Mountaineers field gone but not forgotten [Pittsburgh Post-Gazette]

by Hope Katz Gibbs
Special to the Post-Gazette
March 10, 1987
MORGANTOWN, WV—Old Mountaineer Field may be gone, but two entrepreneurs are trying to make sure it’s not forgotten.
Home of West Virginia University football games between 1924 and 1979, the 32,000-seat stadium was demolished recently. For the past seven years, the school’s teams have played a mile away in new Mountaineer Field, which has 50,000 seats.
Trying to cash in on the sentiments of diehard fans are Fred Fiorini, owner of the Morgantown Sports Center, and Mary Swim, a WVU graduate student, with independent efforts to sell wall plaques made from the stadium’s wooden bleachers.
Fiorini bought some of the weathered bleachers from the company that dismantled the stadium. He them cut into 8- by 10-inch pieces and had an aerial photograph of the stadium were mounted on top.
Selling the plaques for $9.95 apiece through his store and the WVU alumni newsletter, Fiorini has sold about 100 of the 2,000 mementoes in stock. But now that the stadium is little more than a vacant lot, he expects sales to take off.
“Those people who have emotional ties to the stadium used to be able to just go over and see it,” he said. “Now that it’s gone, the alumni are going to need something to remember it.”
The $35-plaque devised by Swim also uses wood from the bleachers, but features an aerial photo of the last WVU-University of Pittsburgh game played at the stadium and a sample of the field’s artificial turf.
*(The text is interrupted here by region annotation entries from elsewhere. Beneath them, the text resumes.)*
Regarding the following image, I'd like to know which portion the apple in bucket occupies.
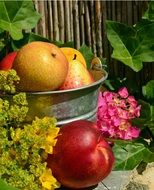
[47,120,114,189]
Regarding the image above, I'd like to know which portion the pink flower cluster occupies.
[97,87,141,140]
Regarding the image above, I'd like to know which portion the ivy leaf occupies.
[0,0,40,40]
[79,44,94,69]
[106,20,154,72]
[142,80,154,102]
[0,179,18,190]
[113,142,154,170]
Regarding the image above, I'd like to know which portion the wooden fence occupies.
[34,0,154,90]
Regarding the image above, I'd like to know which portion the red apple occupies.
[0,51,17,70]
[47,120,114,189]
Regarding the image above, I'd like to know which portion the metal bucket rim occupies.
[26,70,108,95]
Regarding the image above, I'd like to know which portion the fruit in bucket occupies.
[13,41,68,92]
[60,47,87,67]
[60,60,94,90]
[47,120,114,189]
[0,51,17,70]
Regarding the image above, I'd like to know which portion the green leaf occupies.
[113,142,154,170]
[79,44,94,69]
[142,80,154,102]
[0,179,18,190]
[0,0,40,40]
[142,1,154,21]
[106,20,154,72]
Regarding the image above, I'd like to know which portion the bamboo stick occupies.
[79,1,85,44]
[57,1,65,42]
[52,0,59,41]
[73,0,80,49]
[38,1,46,37]
[90,0,97,56]
[64,1,71,41]
[95,0,103,57]
[84,1,92,47]
[69,0,74,41]
[48,1,53,41]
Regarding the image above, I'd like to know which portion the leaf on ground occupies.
[113,142,154,170]
[0,179,18,190]
[142,1,154,21]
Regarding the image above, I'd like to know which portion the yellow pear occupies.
[13,41,69,92]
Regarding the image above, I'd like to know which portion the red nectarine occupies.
[47,120,114,189]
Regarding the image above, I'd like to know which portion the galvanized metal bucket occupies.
[26,70,107,125]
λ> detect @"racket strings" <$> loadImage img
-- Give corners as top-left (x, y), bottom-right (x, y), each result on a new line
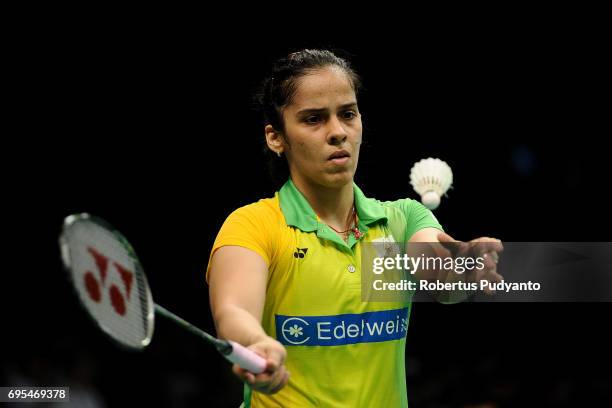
top-left (64, 220), bottom-right (153, 348)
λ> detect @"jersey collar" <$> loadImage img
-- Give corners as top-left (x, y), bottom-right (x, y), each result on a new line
top-left (278, 179), bottom-right (387, 246)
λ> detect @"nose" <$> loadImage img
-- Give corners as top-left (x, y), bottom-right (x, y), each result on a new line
top-left (327, 116), bottom-right (348, 145)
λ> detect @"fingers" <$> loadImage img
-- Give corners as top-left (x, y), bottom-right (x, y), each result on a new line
top-left (232, 365), bottom-right (289, 394)
top-left (232, 338), bottom-right (289, 394)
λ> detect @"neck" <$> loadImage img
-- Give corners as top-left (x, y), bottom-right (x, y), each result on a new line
top-left (292, 178), bottom-right (355, 230)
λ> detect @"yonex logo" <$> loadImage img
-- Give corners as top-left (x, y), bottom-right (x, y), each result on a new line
top-left (293, 248), bottom-right (308, 259)
top-left (276, 308), bottom-right (408, 346)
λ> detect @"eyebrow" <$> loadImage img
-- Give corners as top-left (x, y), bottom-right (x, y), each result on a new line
top-left (297, 102), bottom-right (357, 115)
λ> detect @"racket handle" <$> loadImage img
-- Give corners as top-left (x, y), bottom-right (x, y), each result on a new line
top-left (225, 340), bottom-right (266, 374)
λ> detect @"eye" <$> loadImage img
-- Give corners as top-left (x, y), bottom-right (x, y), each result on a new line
top-left (341, 111), bottom-right (357, 120)
top-left (304, 115), bottom-right (321, 125)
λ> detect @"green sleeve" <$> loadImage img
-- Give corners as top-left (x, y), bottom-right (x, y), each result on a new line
top-left (381, 198), bottom-right (444, 242)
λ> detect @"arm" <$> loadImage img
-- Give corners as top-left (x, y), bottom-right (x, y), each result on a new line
top-left (208, 246), bottom-right (289, 394)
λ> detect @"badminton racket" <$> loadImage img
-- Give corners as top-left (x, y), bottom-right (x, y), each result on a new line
top-left (59, 213), bottom-right (266, 374)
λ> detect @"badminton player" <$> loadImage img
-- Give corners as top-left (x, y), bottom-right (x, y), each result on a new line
top-left (207, 50), bottom-right (497, 408)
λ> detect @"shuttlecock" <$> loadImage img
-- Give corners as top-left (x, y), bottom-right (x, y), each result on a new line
top-left (410, 157), bottom-right (453, 210)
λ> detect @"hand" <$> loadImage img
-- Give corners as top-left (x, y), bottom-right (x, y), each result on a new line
top-left (438, 232), bottom-right (504, 295)
top-left (232, 336), bottom-right (289, 394)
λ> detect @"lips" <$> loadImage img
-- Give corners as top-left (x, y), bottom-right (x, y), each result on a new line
top-left (328, 150), bottom-right (351, 160)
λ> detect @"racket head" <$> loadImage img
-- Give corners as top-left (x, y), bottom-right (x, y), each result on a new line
top-left (59, 213), bottom-right (155, 350)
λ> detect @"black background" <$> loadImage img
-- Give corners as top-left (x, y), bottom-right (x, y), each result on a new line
top-left (0, 22), bottom-right (612, 407)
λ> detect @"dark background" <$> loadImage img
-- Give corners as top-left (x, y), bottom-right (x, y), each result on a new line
top-left (0, 23), bottom-right (612, 407)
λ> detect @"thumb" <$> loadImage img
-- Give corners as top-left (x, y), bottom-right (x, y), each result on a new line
top-left (438, 232), bottom-right (466, 256)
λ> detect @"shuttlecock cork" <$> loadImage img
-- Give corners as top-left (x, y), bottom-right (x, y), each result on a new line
top-left (410, 157), bottom-right (453, 210)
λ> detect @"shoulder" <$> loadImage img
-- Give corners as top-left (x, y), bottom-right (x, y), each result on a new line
top-left (228, 193), bottom-right (283, 221)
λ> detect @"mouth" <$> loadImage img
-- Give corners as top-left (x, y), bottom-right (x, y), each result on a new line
top-left (328, 150), bottom-right (351, 162)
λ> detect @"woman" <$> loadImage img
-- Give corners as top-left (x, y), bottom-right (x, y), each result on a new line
top-left (207, 50), bottom-right (498, 407)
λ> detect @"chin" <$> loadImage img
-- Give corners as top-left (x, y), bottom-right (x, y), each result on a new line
top-left (321, 171), bottom-right (354, 188)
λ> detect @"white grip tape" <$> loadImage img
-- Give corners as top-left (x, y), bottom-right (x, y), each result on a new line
top-left (225, 340), bottom-right (266, 374)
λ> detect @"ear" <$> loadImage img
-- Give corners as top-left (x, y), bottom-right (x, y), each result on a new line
top-left (264, 125), bottom-right (285, 154)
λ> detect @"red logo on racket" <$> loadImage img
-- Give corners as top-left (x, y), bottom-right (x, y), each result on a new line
top-left (83, 247), bottom-right (134, 316)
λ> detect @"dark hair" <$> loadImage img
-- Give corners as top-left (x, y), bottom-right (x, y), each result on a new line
top-left (255, 49), bottom-right (361, 183)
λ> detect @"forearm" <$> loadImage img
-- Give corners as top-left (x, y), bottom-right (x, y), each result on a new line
top-left (214, 305), bottom-right (267, 346)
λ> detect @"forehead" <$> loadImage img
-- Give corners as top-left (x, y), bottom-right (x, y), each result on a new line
top-left (291, 67), bottom-right (357, 109)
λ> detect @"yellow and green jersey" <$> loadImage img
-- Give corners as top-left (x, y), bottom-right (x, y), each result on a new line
top-left (209, 180), bottom-right (442, 408)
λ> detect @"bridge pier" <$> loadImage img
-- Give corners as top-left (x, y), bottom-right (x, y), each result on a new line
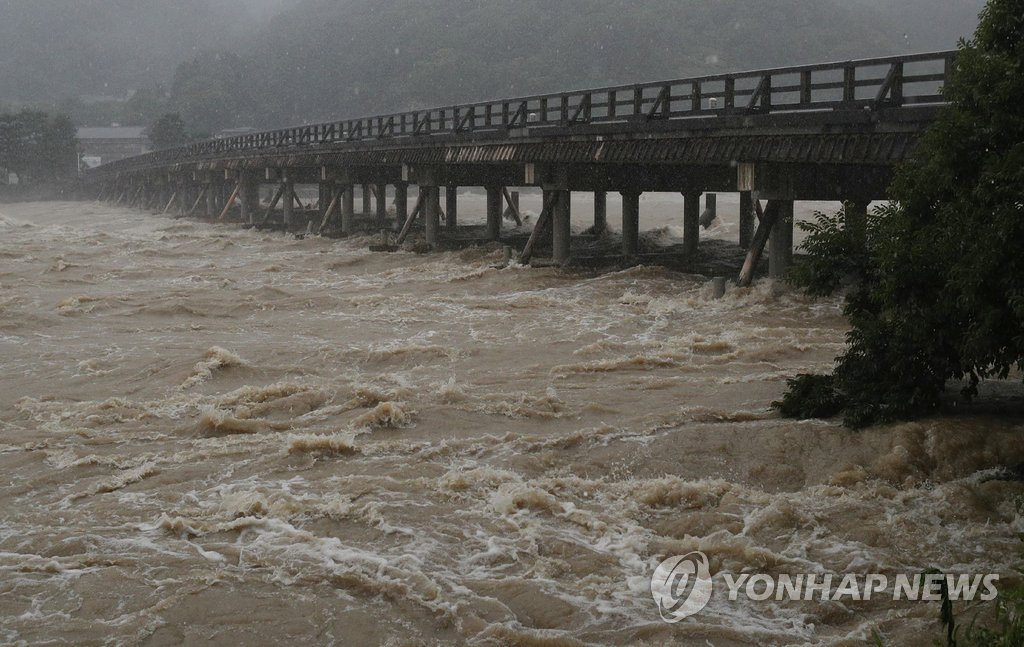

With enough of that turf to fill two garages at her home in Beckley, Swim hopes to develop additional stadium mementoes.
“I came, up with the idea to buy the Astroturf and bleacher sections last summer,” she said. “I bought everything Fiorini didn’t.” She declined to be more specific, saying only that her share of the salvage cost—“enough- to buy a small car.”
Although their target market is West Virginia grads, both entrepreneurs hope to peddle some of the mementos to Pitt fans, too. After all, the Panthers played some of their most bitter contests at Mountaineer Field.
Tony Constantine, former sports editor for the Morgantown Post, now the Dominion-Post, said the most memorable games played at the former stadium were against the Mountaineers’ northern archrival.
“The stadium was not sold out for a game until the 1954 meeting with ‘Pitt,” he said. “The attendance was listed as 34,000 and seats had to be added at the west end and along the side lines.”
The stadium’s attendance record was set at -the last game played there, when 38,691 fans turned out to see WVU lose to Pitt, 24-12, oh Nov. 10, 1979.
The previous record was set at the 1972 Pitt game, attended by 38,500.